Rupture anticipée du contrat d’apprentissage : il faut y mettre la forme !

Par deux arrêts récents, la Chambre sociale de la Cour de cassation, en matière de rupture du contrat d’apprentissage, vient – simplement – rappeler les textes. On sait que le contrat d’apprentissage peut être rompu par anticipation, c’est-à-dire avant son terme. Si la loi distingue deux régimes de rupture correspondant à deux périodes distinctes d’exécution du contrat, dans tous les cas, la rupture est soumise à un formalisme précis. L’article R. 6222-21 du code du travail est clair et précis. Il dispose que « La rupture unilatérale du contrat d’apprentissage par l’une des parties pendant les deux premiers mois de son exécution ou la rupture convenue d’un commun accord est constatée par écrit. 
Elle est notifiée au directeur du centre de formation d’apprentis ou, dans le cas d’une section d’apprentissage, au responsable d’établissement, ainsi qu’à l’organisme ayant enregistré le contrat. L’organisme la transmet sans délai à la direction régionale des entreprises, de la concurrence, de la consommation, du travail et de l’emploi du lieu d’exécution du contrat d’apprentissage. »

Ces conditions de forme offrent à la fois une protection pour l’apprenti mais assurent également aux cocontractants  une certaine sécurité juridique.
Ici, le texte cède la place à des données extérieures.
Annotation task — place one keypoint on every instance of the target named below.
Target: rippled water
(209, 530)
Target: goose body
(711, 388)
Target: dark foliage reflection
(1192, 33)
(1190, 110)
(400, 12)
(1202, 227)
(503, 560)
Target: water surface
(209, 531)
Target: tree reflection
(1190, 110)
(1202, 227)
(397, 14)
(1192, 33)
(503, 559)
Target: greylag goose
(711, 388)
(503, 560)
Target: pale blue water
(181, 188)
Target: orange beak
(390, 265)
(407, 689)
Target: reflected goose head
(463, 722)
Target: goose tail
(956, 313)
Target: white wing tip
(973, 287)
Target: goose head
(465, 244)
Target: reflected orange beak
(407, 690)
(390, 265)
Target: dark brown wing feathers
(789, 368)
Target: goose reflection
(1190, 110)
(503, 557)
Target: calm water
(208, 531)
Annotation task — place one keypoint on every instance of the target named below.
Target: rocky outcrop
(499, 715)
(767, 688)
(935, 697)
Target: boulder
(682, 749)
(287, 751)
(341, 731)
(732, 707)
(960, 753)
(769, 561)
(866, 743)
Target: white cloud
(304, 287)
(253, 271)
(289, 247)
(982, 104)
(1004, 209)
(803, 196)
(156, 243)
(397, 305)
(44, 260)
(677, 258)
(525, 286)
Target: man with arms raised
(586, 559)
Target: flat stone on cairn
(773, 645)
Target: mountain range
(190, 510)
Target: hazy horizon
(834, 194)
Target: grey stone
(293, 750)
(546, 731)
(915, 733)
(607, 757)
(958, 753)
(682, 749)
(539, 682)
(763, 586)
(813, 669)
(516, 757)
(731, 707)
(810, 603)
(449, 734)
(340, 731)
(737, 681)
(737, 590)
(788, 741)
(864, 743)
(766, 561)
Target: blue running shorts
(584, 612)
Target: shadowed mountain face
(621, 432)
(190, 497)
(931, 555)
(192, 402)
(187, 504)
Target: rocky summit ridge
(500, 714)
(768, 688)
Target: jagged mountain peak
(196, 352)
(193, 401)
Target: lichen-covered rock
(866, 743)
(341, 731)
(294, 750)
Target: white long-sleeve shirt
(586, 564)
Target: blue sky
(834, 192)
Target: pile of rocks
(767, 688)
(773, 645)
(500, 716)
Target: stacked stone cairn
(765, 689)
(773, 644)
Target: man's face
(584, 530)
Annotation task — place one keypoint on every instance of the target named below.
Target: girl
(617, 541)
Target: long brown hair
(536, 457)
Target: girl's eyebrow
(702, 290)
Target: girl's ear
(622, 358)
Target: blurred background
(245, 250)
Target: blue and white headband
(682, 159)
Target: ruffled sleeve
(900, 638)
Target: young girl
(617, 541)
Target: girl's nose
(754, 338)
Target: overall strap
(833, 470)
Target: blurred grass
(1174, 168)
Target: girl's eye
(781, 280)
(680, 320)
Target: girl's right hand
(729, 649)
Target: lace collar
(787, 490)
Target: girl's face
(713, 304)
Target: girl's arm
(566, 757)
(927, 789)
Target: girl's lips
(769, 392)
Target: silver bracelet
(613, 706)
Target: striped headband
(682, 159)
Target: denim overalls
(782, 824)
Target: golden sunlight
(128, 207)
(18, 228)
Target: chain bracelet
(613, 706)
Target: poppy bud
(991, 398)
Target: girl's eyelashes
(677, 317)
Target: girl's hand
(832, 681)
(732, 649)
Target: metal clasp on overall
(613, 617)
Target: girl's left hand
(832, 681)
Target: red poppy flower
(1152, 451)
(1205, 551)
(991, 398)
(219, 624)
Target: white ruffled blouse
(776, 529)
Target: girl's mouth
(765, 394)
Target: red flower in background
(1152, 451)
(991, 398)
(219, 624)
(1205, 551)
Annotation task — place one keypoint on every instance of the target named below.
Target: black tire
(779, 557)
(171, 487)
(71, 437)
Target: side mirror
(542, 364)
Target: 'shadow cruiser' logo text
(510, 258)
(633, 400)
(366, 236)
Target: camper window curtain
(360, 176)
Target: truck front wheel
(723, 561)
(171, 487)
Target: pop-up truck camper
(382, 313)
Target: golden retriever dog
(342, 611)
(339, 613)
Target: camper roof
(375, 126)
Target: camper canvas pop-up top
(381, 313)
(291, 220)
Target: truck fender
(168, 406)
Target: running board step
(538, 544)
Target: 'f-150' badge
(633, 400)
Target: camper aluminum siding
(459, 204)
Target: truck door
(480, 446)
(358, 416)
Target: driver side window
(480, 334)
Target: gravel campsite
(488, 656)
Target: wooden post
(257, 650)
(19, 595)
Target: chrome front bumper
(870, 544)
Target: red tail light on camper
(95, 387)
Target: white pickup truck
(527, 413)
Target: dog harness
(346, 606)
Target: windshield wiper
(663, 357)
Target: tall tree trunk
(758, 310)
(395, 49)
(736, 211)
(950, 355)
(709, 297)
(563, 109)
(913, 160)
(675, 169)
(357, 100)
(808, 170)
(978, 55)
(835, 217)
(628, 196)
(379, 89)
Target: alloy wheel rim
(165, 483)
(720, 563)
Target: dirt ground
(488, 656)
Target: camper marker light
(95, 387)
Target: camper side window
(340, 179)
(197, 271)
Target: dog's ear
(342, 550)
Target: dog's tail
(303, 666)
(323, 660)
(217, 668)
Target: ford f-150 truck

La rupture unilatérale pendant les deux premiers mois. C’est ce que prévoit l’article L. 6222-18 al. 1 du code du travail. Quoique poursuivant une finalité proche de l’essai, cette période s’en distingue cependant. Elle est certes pour les parties au contrat une période d’évaluation de la formation plus que des compétences (C. trav., R. 6233-58) mais, à la différence de l’essai qui demeure facultatif, cette période de deux mois s’impose dans son existence comme sa durée (Soc. 2 avril 2003, n°01-40835). L’employeur, comme l’apprenti, peut rompre le contrat pendant cette période mais doit constater la rupture par écrit. C’est pour n’avoir respecté cette formalité, que des juges ont, à juste titre, conclu que le contrat n’est pas valablement rompu, justifiant l’octroi de dommages-intérêts à l’apprenti pour préjudice résultant de la rupture anticipée du contrat d’apprentissage et perte de chance d’effectuer un stage en rapport avec le diplôme préparé (Soc. 29 septembre 2014, n°11-26453, publié au Bulletin).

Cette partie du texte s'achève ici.